Ms. Turman-Kent also alleges that she did not receive “proper forms” in a timely manner and was therefore unable to file a timely petition for review. The document that she references is the January 2004 OPM reconsideration decision letter that denied her claim for survivor benefits. Following her receipt of that letter, Ms. Turman-Kent filed a timely appeal with the Board contesting OPM’s denial of her claim for benefits. The OPM reconsideration letter is irrelevant to the timeliness of her subsequent petition for review by the full Board of the administrative judge’s initial decision, which is the issue before us. Ms. Turman-Kent has never alleged that she did not receive the administrative judge’s initial decision informing her of the deadline for submitting a petition for review to the full Board.

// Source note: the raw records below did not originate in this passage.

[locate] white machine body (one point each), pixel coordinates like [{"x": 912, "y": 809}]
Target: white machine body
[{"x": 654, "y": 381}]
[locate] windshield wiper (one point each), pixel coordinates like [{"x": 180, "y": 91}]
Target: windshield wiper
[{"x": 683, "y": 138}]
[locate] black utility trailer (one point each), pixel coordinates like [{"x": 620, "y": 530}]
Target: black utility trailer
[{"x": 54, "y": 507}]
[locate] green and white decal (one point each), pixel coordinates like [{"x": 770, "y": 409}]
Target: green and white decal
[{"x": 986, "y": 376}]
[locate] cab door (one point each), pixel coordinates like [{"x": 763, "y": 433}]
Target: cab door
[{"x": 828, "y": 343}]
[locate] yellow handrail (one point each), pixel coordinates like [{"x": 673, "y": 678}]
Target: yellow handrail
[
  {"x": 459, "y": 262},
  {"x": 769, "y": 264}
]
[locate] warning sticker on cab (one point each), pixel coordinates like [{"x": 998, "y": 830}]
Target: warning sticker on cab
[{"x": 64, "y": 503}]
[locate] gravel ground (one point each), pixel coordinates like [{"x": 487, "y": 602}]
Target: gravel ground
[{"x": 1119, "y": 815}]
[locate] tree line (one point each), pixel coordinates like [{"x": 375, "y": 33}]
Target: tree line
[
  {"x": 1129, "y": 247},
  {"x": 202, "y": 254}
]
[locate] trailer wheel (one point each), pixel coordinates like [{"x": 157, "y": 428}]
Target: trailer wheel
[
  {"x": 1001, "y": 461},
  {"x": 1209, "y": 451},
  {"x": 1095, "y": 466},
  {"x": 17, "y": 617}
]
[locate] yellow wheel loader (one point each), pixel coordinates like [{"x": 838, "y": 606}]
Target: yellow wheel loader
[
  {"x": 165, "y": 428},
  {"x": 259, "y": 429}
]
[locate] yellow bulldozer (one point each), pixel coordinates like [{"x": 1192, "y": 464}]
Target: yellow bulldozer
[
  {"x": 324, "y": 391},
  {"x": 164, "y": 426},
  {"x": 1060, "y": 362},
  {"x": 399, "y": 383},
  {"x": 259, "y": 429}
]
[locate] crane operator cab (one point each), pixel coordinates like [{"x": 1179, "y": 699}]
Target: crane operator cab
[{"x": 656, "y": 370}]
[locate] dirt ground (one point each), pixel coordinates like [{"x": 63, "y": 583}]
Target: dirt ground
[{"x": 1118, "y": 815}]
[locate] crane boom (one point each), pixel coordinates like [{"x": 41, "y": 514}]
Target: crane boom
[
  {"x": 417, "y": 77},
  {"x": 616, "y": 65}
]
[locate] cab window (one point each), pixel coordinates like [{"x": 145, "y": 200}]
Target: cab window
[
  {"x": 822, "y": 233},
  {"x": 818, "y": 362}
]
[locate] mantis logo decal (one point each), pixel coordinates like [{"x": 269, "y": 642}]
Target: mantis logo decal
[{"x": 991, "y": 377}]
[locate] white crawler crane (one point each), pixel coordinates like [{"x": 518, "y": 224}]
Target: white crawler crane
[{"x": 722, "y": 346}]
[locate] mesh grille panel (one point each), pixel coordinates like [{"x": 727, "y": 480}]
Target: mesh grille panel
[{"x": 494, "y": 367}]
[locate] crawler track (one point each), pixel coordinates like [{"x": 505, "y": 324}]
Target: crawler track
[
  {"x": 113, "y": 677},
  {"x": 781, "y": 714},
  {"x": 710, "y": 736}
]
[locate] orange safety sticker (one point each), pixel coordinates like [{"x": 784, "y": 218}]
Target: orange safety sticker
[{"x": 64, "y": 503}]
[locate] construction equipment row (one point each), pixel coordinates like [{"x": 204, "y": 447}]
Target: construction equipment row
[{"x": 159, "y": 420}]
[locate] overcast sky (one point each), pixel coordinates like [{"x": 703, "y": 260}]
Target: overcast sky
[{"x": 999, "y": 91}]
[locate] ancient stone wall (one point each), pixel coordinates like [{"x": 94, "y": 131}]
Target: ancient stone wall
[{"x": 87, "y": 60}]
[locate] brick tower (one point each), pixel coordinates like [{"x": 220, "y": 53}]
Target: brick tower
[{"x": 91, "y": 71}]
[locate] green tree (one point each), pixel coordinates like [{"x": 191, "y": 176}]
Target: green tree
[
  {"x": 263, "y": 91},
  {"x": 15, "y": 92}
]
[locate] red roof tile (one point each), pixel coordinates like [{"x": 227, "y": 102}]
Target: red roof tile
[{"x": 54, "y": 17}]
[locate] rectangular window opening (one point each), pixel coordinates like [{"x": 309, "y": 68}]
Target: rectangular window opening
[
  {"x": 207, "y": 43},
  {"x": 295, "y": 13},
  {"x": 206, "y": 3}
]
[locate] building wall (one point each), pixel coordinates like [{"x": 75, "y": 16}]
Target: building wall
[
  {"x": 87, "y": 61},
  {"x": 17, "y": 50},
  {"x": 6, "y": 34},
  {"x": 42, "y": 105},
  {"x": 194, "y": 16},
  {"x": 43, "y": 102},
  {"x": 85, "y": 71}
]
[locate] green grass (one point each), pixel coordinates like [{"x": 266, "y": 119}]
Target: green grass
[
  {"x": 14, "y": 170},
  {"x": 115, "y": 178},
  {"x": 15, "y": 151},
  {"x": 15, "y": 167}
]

Finally, Ms. Turman-Kent states that she was hospitalized for hallucinations and seizures during the period following her return to Illinois. That allegation does not constitute evidence of her condition between June 2004 and July 2006 because she did not return to Illinois until after that time period. Her statement therefore cannot undermine the Board’s ruling. Accordingly, we affirm the dismissal of Ms. Turman-Kent’s petition for review as untimely.

No costs.

AFFIRMED

. The procedures set forth in this court's decision in French v. Office of Personnel Management, 810 F.2d 1118 (Fed.Cir.1987), for claimants seeking disability retirement benefits are available only upon a showing of incompetence. See Rapp v. Office of Pers. Mgmt., 483 F.3d 1339, 1341 (Fed.Cir.2007); Frank v. Office of Pers. Mgmt., Ill M.S.P.R. 206, 209 (2009) (same for claimant seeking survivor annuity). In this case, the Board found that Ms. Turman-Kent has not shown that she was incompetent or otherwise incapable of filing a petition for review during the entire period of delay. Therefore, the decision in French does not provide an independent ground for reversing the Board's ruling in this case.